Showing posts with label crankiness. Show all posts
Showing posts with label crankiness. Show all posts

Thursday, January 28, 2010

Mediocrity

Some days, most days really, I feel mediocre. I have big dreams of making an impact in this world and when I get to work, whatever work I'm in, I don't seem to have the magic to make it happen. Call it a lack of attention to detail, failure to delegate, inability to see the huge big picture and put it all together in a heartbeat, whatever... I just can't make it happen. I'm middle of the road. No superstar. Someone who people just don't think of when it comes to a new role or opportunity. I know I should be happy with where I am, I make pretty good dough, I can go home and not take my work with me, and my bosses essentially like me. But I'm not sure I'm done. I'm not sure this is where I want to cap out on my career.

I feel stuck. I feel stupid. I feel inadequate. And at the same time I feel underutilized. It's like... there is something out there I could do that would be effective, fun and motivating. But I can't find it. Or I am kidding myself that 'that' something exists. Today is a day when I feel like it doesn't. That I am just kidding myself. That I am anything but a drain on society and I'd be better of sitting in my cube and not raising my head. Because I don't really bring anything to the game anyway.

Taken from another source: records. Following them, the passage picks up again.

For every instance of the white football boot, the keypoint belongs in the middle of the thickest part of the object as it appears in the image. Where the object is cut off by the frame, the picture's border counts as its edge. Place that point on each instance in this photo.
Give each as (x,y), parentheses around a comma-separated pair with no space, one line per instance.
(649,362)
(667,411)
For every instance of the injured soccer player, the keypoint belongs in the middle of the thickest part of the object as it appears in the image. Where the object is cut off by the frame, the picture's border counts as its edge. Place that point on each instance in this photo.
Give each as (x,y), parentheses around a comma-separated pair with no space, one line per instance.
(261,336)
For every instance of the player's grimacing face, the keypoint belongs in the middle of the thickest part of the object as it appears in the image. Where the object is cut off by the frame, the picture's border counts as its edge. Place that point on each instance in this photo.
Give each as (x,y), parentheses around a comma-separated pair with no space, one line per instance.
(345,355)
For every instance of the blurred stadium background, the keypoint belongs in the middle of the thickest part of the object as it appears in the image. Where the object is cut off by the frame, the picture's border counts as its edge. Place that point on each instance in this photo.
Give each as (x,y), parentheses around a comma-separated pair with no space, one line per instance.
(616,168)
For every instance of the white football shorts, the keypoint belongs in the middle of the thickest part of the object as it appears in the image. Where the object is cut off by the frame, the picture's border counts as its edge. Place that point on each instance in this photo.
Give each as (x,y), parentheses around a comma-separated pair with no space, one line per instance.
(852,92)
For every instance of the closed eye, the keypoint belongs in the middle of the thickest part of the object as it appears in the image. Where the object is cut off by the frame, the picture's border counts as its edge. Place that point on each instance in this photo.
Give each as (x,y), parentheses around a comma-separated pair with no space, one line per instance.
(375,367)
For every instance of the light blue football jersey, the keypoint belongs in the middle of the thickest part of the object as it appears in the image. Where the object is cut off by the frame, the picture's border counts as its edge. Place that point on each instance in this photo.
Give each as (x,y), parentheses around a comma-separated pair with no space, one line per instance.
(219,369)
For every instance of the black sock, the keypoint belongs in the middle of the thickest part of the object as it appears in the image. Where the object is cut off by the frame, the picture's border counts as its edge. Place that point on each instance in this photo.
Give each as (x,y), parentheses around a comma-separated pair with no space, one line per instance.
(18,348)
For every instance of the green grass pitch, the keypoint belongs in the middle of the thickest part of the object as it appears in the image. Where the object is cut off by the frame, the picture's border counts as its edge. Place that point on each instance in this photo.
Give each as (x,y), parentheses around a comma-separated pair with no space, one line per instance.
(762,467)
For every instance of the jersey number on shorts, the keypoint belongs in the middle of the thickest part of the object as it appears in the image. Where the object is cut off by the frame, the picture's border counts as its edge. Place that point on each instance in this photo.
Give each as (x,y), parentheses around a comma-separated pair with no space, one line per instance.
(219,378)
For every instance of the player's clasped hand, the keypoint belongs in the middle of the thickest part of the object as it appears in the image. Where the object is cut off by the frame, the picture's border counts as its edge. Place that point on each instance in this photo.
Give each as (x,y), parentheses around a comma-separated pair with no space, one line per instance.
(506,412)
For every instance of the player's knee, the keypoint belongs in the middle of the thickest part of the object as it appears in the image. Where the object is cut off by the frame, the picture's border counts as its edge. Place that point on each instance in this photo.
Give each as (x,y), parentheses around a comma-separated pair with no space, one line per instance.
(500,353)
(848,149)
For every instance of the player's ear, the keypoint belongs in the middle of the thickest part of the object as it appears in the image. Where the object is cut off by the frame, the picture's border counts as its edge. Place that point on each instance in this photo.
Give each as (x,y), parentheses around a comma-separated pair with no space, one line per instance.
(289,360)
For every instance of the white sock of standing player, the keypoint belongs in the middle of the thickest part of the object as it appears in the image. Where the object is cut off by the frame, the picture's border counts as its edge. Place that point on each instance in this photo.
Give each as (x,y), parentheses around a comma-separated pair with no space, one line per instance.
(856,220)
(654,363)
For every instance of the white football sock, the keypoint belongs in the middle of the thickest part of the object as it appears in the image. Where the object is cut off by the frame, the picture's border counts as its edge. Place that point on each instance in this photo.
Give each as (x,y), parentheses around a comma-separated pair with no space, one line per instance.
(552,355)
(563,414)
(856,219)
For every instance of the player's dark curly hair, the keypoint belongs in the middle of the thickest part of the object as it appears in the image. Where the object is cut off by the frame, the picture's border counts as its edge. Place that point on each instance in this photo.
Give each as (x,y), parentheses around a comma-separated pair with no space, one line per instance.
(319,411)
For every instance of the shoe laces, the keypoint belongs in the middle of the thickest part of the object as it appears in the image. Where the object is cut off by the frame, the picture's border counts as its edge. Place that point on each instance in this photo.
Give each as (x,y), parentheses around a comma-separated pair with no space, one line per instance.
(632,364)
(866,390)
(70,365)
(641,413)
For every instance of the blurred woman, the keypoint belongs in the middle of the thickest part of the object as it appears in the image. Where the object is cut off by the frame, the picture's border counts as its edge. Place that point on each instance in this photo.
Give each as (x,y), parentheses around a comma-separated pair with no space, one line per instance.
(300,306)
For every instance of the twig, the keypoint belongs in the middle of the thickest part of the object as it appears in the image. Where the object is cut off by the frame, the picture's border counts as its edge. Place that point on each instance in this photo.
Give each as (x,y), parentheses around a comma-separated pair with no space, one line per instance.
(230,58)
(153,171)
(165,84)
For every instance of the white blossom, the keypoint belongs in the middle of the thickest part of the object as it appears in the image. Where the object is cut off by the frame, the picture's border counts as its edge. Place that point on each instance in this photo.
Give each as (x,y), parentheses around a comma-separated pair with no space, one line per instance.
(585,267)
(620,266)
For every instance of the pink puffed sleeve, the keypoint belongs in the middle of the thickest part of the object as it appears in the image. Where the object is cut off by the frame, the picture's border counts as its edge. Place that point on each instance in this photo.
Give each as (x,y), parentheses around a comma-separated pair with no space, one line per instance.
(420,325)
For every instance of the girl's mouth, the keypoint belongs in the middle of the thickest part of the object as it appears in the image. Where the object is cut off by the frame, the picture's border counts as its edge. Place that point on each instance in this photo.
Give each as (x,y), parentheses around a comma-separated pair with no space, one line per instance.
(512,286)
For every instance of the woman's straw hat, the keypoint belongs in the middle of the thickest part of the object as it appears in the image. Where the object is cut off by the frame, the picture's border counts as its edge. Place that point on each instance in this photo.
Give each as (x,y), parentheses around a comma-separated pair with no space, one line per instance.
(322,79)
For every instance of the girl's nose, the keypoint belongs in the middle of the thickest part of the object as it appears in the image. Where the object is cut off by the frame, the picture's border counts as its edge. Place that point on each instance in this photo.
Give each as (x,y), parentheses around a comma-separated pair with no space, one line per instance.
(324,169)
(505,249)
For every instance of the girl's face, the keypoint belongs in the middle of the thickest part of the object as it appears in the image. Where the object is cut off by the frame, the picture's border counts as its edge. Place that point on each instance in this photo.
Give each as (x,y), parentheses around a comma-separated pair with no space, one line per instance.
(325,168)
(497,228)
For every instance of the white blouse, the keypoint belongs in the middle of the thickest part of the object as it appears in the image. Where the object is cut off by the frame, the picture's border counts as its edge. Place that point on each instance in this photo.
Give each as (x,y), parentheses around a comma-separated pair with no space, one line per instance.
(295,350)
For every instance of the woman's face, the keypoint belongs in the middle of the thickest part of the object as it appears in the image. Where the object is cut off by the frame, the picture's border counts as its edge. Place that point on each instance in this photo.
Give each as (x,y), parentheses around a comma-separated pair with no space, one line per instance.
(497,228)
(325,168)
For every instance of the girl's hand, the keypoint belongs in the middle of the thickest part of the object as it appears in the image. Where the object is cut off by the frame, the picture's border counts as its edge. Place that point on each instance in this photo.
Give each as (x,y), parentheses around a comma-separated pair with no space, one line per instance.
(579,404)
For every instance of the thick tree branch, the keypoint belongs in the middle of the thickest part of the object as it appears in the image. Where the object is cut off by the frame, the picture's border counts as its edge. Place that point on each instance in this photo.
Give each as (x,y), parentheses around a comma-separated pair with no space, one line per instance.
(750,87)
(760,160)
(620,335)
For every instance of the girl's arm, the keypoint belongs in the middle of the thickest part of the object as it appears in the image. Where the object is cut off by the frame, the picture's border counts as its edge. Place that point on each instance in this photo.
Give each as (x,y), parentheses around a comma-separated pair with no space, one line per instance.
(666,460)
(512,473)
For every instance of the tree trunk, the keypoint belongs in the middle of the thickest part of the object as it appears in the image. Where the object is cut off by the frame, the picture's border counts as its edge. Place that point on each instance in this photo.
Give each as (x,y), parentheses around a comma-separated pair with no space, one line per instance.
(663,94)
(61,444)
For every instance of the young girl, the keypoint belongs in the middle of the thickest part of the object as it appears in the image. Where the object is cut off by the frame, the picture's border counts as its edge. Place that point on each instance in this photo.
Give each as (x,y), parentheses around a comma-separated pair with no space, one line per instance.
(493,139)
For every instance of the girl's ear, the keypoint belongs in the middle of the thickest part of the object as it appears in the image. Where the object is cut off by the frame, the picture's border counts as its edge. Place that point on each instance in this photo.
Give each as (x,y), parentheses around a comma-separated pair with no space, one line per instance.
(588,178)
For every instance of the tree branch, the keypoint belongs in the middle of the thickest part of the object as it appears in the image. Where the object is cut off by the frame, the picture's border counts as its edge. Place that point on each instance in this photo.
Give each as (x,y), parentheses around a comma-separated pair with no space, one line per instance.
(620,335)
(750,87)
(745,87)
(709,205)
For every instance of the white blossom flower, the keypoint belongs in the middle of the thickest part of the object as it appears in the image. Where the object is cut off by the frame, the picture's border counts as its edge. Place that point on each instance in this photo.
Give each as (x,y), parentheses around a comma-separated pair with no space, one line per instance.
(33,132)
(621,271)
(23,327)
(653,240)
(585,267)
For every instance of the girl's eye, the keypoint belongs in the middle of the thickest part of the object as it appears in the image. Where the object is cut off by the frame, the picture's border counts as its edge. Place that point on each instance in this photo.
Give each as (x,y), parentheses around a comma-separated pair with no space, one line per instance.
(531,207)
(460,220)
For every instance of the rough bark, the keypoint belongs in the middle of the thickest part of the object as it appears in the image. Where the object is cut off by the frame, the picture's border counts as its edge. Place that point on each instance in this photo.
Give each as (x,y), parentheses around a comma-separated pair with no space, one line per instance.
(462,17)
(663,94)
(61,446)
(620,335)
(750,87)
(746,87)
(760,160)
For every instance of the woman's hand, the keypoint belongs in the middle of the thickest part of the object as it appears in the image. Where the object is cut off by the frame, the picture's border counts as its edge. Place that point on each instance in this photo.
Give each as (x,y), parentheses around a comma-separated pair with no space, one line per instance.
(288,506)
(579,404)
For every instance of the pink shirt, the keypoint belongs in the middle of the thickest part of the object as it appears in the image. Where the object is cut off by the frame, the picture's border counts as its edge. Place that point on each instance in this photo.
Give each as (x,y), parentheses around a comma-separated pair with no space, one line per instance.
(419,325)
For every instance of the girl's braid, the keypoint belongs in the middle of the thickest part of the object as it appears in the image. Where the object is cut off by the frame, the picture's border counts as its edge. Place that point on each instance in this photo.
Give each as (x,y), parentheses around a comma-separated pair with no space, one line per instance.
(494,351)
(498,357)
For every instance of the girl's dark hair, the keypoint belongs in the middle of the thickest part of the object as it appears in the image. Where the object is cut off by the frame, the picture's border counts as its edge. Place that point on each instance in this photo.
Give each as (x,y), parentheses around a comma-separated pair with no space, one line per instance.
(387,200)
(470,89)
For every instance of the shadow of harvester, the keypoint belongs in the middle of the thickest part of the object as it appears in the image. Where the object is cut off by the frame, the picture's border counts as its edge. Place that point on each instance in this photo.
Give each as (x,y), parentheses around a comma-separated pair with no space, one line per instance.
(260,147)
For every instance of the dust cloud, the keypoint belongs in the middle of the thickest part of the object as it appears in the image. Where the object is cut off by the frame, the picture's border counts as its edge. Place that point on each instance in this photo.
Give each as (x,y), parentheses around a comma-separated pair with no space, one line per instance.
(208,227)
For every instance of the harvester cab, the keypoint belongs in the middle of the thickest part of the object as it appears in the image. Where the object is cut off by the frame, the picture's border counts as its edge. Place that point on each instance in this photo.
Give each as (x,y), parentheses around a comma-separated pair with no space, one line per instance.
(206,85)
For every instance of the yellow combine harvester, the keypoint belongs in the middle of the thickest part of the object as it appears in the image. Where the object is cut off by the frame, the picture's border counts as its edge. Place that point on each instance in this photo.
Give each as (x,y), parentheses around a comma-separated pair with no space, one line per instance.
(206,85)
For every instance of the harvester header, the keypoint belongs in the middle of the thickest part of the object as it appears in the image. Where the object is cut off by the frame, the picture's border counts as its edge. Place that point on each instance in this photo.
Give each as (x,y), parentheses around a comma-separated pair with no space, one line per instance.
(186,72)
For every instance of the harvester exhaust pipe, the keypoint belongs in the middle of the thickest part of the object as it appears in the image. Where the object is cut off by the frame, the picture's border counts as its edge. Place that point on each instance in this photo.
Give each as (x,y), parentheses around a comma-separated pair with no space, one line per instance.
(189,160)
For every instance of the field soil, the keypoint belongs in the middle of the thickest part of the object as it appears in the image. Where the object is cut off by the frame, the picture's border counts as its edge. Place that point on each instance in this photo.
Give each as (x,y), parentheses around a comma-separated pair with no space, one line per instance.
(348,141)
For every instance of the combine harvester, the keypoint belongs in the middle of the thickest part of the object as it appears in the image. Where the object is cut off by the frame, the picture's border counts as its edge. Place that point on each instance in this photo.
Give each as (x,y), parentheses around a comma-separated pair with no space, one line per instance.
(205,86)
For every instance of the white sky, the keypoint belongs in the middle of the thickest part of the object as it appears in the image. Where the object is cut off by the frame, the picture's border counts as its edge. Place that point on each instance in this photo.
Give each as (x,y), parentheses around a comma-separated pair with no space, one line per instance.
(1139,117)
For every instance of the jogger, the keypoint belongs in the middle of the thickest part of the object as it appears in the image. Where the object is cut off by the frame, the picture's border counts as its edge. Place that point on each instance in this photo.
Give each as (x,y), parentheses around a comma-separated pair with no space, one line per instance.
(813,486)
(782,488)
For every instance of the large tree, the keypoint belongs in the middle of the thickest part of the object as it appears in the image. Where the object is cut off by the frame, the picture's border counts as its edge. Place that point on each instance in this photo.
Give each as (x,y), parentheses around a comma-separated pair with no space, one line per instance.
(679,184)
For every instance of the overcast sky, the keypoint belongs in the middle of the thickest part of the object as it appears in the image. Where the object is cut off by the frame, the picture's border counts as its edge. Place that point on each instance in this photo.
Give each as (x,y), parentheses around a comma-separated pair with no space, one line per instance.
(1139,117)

What am I good at? I have no idea. Connecting people to other people? Matchmaking in the corporate world, to some degree. I wish there was a way to make a living off connecting people. Only becuase I love learning about people and helping them find other people who can help them and grow. But alas, there isn't. So I try to put out product that inevitably gets ripped to shreads and all I am is a glorified admin for a couple of blokes who apparently think I have no effing brain.

Thursday, May 01, 2008

Ray of Light

This has been a crazy week. I am either WAY out of practice or jinxed. It didn't help that I've been feeling the 'itch'. Not that itch, kids. The itch to find another gig. This is the longest I've lasted at a position for quite some time, which I attribute to having 3 months off last year to have a baby, but it's back. The burnout feeling has returned. But I just got some good news so I can hang in there a bit longer.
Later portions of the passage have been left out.